[Mailman-Developers] Re: Opening up a few can o' worms here...

Ka-Ping Yee ping@zesty.ca
Tue, 30 Jul 2002 03:41:15 -0700 (PDT)


On Mon, 29 Jul 2002, Chuq Von Rospach wrote:
> Hard to read isn't enough. That was the essential failing of slashdot's
> attempt to do the "we'll choose a random algorithm for the address". It
> forgets that spammers don't need to read it all the time. It only needs to
> read it ONCE. So "hard to read" merely slows them down, once they decide to
> start harvesting that stuff. It doesn't stop them, and since it's all
> automated, they don't care if it takes them ten passes across your system to
> get 50% of your addresses or 5 passes to get 80%. They still win.

I think they'd hardly be able to get any.  Have you really thought about
how hard this would be?  Why would they bother to invest the enormous
development effort to make this work for the one or two addresses they
*might* get, along with a large number of misread addresses?

> In other words, that's no solution at all. Just a delaying tactic. And the
> more people who adopt it, the faster it'll get cracked by the bots.

No, the simple textual obfuscation methods are what count as delaying
tactics.  A human can look at "barry at zope dot org" just once and
write down a program for detecting and reconstructing the e-mail
address.  The "secret" is just the fact that "at" is used to stand
for "@", etc.  Once the secret is known, the algorithm is trivial.
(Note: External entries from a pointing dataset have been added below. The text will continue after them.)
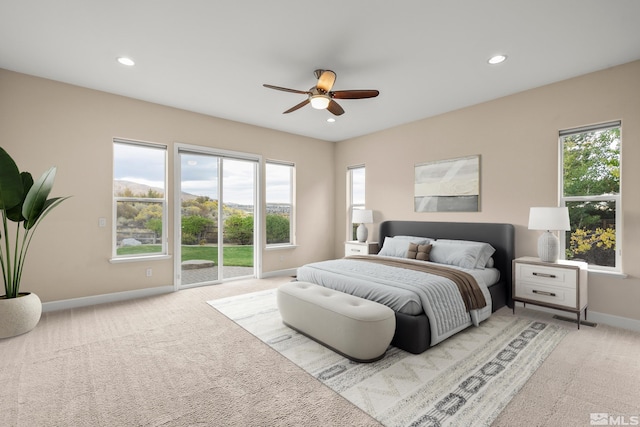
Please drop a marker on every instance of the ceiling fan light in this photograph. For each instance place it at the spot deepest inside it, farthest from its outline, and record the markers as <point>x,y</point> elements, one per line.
<point>320,102</point>
<point>497,59</point>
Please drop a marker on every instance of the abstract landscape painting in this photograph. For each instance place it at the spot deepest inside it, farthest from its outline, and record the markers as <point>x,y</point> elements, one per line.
<point>448,185</point>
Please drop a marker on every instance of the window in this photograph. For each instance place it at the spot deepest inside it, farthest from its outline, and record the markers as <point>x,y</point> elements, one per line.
<point>355,194</point>
<point>591,191</point>
<point>279,179</point>
<point>139,199</point>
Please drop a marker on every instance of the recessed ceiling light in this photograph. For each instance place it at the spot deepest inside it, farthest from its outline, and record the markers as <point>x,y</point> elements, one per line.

In the image case, there is no secret.  Nobody knows how to program a
computer to read as well as person can -- not to mention, to be able
to distinguish a picture containing letters from a picture of anything
else.  (And when they can, they'll probably be intelligent enough to
defeat any other privacy technique anyway.)  Serious research work
would have to be done to solve the problem, and that's many years away.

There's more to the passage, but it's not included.